I’m also looking forward to the $2 lunches. For two bucks I’ll eat cold food, hot food, or whatever kind of food they want to slide in front of me. So long as it’s soft food and won’t give me a serious case of the trots. I probably won’t be as fast as I am today and wouldn’t want to lose a race to the restroom.
As to the cranky staffers … I’ll probably be a very cranky senior citizen. In fact, I plan to be a regular hell on wheels, curmudgeon-kind-of-pain-in-the-ass senior citizen. I’ll be a senior center staffer’s worst nightmare.
You think getting old is fun?
The parking is probably a problem because the lunches are $2. You want to relieve the parking problem? Raise the lunch price to $10.
The Dining Room supervisor needs to be a Drill Sergeant. They feed around 200 lunches every day in that Senior Center and you’ve got to have someone who can move ’em in and move ’em out. “Alright people! You have two minutes to shove that food down and all I want to hear from you is chewing, gnawing, or whatever it is you all do with your food!”
If it happened, the castration remark allegedly made by a volunteer was wrong. No one should ever be castrated for not eating his vegetables. For sex crimes, yes. Or for watching Jerry Springer, certainly.
Nor should an employee be fired for voicing concerns about the workplace. Not unless the complaints begin to take the tone of daily non-constructive whining that only serves to make everyone around you feel depressed when they’re already depressed about being old and unable to eat steak with their own teeth.
Besides, the gentleman who says he was fired was a volunteer and I haven’t seen a statute that prohibits a business, or non-profit from telling volunteers that their volunteer services are no longer required. From what I can gather, he wasn’t a real happy volunteer anyway and I think everyone deserves to be happy. Life’s too short to sit around bitching about cold food, money and castrations all day.

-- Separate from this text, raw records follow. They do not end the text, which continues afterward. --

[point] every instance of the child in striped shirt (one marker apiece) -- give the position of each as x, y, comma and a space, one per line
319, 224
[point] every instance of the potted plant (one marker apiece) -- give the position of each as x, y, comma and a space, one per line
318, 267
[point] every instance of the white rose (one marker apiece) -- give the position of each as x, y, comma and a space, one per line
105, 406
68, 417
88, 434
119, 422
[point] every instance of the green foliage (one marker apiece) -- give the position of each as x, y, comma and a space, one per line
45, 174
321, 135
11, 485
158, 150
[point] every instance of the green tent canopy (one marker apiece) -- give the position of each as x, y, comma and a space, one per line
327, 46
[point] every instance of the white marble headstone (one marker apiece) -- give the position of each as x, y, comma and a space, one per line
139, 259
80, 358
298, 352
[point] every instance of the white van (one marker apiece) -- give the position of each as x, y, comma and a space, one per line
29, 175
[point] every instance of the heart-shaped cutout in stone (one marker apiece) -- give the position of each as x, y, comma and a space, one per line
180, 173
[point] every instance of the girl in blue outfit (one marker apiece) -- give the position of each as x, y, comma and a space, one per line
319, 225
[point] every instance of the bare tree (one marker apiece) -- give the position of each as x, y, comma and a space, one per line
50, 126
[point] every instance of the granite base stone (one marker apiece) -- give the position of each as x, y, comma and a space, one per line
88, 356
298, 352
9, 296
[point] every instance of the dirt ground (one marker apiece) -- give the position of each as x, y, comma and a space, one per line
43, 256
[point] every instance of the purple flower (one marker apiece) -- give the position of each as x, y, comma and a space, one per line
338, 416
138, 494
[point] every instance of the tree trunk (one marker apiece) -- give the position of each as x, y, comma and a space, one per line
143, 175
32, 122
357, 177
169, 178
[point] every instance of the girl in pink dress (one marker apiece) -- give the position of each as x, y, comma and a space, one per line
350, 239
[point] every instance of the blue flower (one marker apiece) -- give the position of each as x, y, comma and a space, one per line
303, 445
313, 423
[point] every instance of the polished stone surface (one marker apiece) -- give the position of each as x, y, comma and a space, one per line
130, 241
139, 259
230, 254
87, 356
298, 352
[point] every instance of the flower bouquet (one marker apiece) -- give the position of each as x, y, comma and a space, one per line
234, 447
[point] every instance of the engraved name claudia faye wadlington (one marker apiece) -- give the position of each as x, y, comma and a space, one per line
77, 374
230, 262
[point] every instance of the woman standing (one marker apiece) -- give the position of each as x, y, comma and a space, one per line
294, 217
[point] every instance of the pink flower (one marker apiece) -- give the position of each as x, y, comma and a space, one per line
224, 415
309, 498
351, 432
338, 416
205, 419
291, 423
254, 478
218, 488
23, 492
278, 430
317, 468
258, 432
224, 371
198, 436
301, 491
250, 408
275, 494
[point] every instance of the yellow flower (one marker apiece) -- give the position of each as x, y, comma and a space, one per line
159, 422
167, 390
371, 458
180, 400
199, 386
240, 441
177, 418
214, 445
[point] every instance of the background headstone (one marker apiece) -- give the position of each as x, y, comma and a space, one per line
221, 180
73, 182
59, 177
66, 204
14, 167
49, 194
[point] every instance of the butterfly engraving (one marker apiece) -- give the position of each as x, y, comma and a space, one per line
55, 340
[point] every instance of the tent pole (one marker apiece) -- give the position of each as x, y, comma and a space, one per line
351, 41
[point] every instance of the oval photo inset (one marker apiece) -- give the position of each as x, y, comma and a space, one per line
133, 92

In the end, Carson City is fortunate to have a place like that for seniors. In addition to the 200 lunches it serves in the dining room each day, another 160 or so are delivered to seniors who are shut in.
You want cranky? Try staying home all day unable to get out even for a bite to eat.
So let’s knock off the bickering and back biting. The letters back and forth in the newspaper won’t serve to make things better. If you’ve got a legitimate concern, go talk to the executive director about it. Jamie Lee seems like a nice enough woman to me. And I happen to know the folks on the governing board are reasonable people who are genuinely concerned or they wouldn’t be volunteering their time either.
Let’s put the insignificant stuff behind us so our seniors can focus on more pressing issues, such as medical costs that increase 20 percent each year. Or that Social Security check that doesn’t get you from one month to the next.
Now there’s something to really be depressed about.
Jeff Ackerman is publisher and editor of the Nevada Appeal.